Three brain scans showing axon diameter index with a color gradient from red to yellow, alongside a microns scale.
Image: courtesy of Susie Huang

In addition to studying the paths axons take across the brain, researchers are also interested in the fibers’ diameter. Thicker axons conduct electrical signals faster than thinner ones, so knowing the size of axons across different brain regions can indicate how quickly information passes through neural circuits. In some conditions, such as Parkinson’s disease and multiple sclerosis, axon diameter may serve as an early biomarker of disease. Although individual axons are too small to see directly even with the Connectome 2.0, researchers can approximate their diameter. The heatmap above displays the average estimated axon diameter (in microns) in cross sections of the brains of 10 healthy adults. “We’re actively exploring what these structural biomarkers can provide in terms of signs of early neurodegeneration,” Huang says.
 

Colored and grayscale cross-sectional images of a human brain highlighting neural pathways and structures.
Image: courtesy of Anastasia Yendiki, Ting Gong, and Chiara Maffei

Yendiki is leading a project that is using the Connectome 2.0 to produce extremely high-resolution images of postmortem human brains.

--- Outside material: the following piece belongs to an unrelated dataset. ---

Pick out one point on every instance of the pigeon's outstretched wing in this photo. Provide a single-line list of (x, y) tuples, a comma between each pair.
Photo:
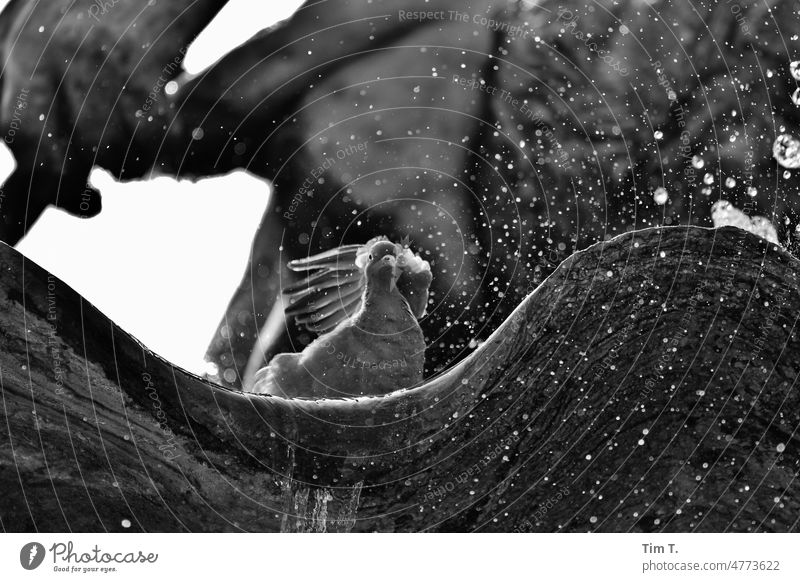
[(333, 289)]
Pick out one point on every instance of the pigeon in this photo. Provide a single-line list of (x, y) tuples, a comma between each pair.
[(366, 301)]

Since they can stay in the scanner for long periods, Yendiki says, the postmortem brains allow researchers to “push the limits of what the technology can do when time is not an issue.”

For the images above, her research team carefully placed a brain in a bag filled with a preservative liquid, ensuring that there were no air bubbles that could cause artifacts in the scans. “It’s kind of an art to be able to do this,” she says. As a result, they captured images over the course of several days, far longer than a living person could spend in a scanner.

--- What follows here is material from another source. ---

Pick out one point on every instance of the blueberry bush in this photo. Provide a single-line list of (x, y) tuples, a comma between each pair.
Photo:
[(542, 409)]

The grayscale areas show brain anatomy. The colored areas show the paths taken by axons.
 

Two colorful brain scans on a black background, showing cross-sectional and profile views with intricate, multicolored patterns.
Image: courtesy of Anastasia Yendiki, Ting Gong, and Chiara Maffei

Ultimately, Yendiki thinks that for any condition associated with an abnormal brain network, not just in a single location, clinicians will benefit from detailed maps of the connectome. “We would like to have something like a Google Maps of the brain,” she says.
 

Sagittal brain scans with colorful overlays showing neural pathways.
Image: courtesy of Anastasia Yendiki, Ting Gong, and Chiara Maffei

These images offer three views of the paths traveled by axons from the prefrontal cortex (the outer edge of the brain that sits behind the forehead) through the internal capsule to the brainstem. “Having a very detailed map of these small bundles as they travel deep inside the brain is particularly important for both motor and psychiatric disorders,” Yendiki says.
 

Amos Esty is the editor of Harvard Medicine.